103684718Get to know Emily…

Emily Ecton is a writer and producer for NPR’s Peabody award-winning comedy news quiz, Wait Wait…Don’t Tell Me! She is also the author of Boots and Pieces, The Curse of Cuddles McGee, and Night of the Living Lawn Ornaments, in which two kids and one well-dressed dog take on everything from swamp monsters to undead hamsters. Her most recent book, Project Jackalope, is about a boy who finds himself on the run from government agents after his neighbor entrusts him with a killer jackalope. She lives in Chicago with her dog, Binky. For more info, visit her website.  

Let the conversation begin!

What is your worst scar? How did you get it?

I have a scar on my lip from having stitches when I was 3 years old. I’d been jumping down one step successfully all morning, so I thought two steps would be just as easy. Turns out, not so easy.
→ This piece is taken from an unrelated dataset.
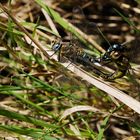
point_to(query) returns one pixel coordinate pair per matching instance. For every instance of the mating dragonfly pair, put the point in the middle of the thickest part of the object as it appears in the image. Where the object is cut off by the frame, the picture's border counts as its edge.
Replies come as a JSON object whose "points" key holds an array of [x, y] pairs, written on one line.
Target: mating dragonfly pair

Is anything in your book based on real life experiences or purely all imagination?

Mostly imagination, with little bits of real life things sprinkled here and there. In Project Jackalope, DARPA is a real life organization, and the weapons in there — the puke ray, the cybermoths — they’re actual things the government is working on. In the author’s note at the end of the book, I point out which things are real.

Day to day experiences have worked their way into my books too. I really heard the person in the next dentist chair offer to bring his own drugs, just like Arlie does in Boots & Pieces. The scene where Sheriff Shifflett loses it because the Happy Mart is out of Happy Dogs in The Curse of Cuddles McGee happened in real life too, except it was a town councilman at the local 7-11. And Fred the kangaroo toy, the Happy Hog and the Turtle footstool from Night of the Living Lawn Ornaments exist in real life too. (They’re less animated here though.)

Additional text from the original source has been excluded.